ギリシャのカウンター攻撃ですが前線1トップへのロングボールは単発な攻撃で終わりがちですからさほど警戒する必要がなく、それよりもウイングが中寄りの中途半端なポジションを取ってライン間のスペースでパスを受けることでスイッチが入る攻撃や仕掛けに警戒したいところです。
(3)積極的なシュート
試合で勝つためにはチャンスをものにしなければなりませんが、その前にチャンスを作り出さなければなりません。ギリシャ相手に日本が試合をコントロールし、リズムを作り出すのは間違いないと見ていますが、少し不安なのは「支配」を「チャンス」に変えることができるかどうかです。
確かにゴールするためには才能と運が必要ですが、少なくともシュートを打たなければ話になりません。この試合において積極的にシュートを打つ姿勢を持つことは2つの目的があり、当然ながらゴールを奪うため、それとギリシャにカウンター攻撃をさせないためです。
(4)自陣での軽率なファールを避ける
ギリシャの大きな武器の一つがセットプレーですので、日本としては自陣での軽率なファールをできるだけ避けるべきです。特に、ディフェンシブサードでのファールは最大限に注意すべきでしょう。前回大会で日本は守備的な戦いを敷いたということもあって、自陣で簡単にファールを冒してしまうようなシーンが散見されましたが、その過ちは二度と繰り返してはいけません。
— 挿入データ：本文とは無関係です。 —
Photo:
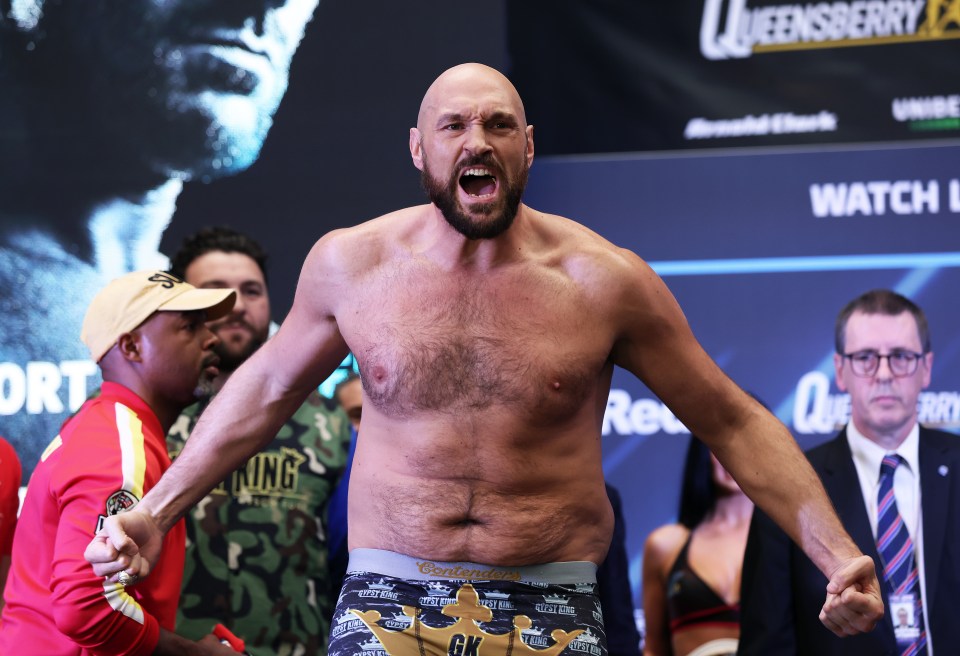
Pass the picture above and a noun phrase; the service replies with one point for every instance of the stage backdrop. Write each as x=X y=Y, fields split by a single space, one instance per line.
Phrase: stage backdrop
x=762 y=250
x=760 y=246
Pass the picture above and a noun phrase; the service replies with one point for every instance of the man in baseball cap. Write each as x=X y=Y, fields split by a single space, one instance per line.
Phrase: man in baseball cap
x=147 y=331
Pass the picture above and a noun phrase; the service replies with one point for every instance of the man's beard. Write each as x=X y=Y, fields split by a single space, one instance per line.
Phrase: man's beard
x=232 y=357
x=445 y=197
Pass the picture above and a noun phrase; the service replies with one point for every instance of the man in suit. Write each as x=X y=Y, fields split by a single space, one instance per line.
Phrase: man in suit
x=883 y=361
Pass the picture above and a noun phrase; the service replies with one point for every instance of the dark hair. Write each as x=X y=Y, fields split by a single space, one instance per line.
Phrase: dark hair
x=881 y=301
x=697 y=495
x=216 y=238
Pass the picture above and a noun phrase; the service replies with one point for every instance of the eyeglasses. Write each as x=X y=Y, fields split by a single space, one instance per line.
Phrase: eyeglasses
x=867 y=363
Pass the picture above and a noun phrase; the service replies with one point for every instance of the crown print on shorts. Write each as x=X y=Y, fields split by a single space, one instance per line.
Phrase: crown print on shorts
x=464 y=633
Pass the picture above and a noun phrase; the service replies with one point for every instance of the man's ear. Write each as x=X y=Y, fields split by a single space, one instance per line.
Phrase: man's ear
x=416 y=148
x=128 y=345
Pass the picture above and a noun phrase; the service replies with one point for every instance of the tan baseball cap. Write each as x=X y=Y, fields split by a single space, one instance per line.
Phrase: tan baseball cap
x=129 y=300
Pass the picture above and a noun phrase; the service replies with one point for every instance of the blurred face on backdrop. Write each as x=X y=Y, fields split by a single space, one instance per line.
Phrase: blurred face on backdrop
x=474 y=150
x=247 y=326
x=190 y=84
x=883 y=406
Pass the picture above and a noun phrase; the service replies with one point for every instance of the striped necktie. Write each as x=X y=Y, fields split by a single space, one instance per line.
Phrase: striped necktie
x=899 y=563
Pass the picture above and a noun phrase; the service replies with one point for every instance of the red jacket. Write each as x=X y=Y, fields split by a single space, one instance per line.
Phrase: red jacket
x=103 y=462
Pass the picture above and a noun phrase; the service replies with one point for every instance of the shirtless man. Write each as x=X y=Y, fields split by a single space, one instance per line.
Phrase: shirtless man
x=486 y=333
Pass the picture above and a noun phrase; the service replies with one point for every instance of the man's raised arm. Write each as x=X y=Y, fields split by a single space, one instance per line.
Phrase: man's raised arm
x=656 y=344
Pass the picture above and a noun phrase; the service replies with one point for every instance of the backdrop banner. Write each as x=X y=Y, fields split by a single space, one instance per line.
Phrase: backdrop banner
x=762 y=250
x=644 y=75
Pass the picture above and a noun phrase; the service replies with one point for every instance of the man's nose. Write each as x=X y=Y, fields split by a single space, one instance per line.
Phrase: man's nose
x=239 y=306
x=884 y=372
x=210 y=339
x=476 y=140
高さのある選手が揃うギリシャはセットプレーから一発でのシュート、得点のみならず、折り返しやこぼれ球からのゴールも狙ってくるでしょうから、日本のセットプレーの守備としては最初のボールを触る、弾きだした後の集中力の持続もポイントとなってきます。
■ランデル・エルナンデス
1976年3月6日、スペイン・ビルバオ生まれ。育成年代の指導に20年以上携わる。2006年、「アスレチック・ビルバオ主催キャンプ」でU-12からU-14の日本人を指導、2007年、2010年に日本でクリニック、指導者講習会を開催。取得資格は「弁護士資格」と「スペインサッカー協会公認上級ライセンス(LEVEL 3)」。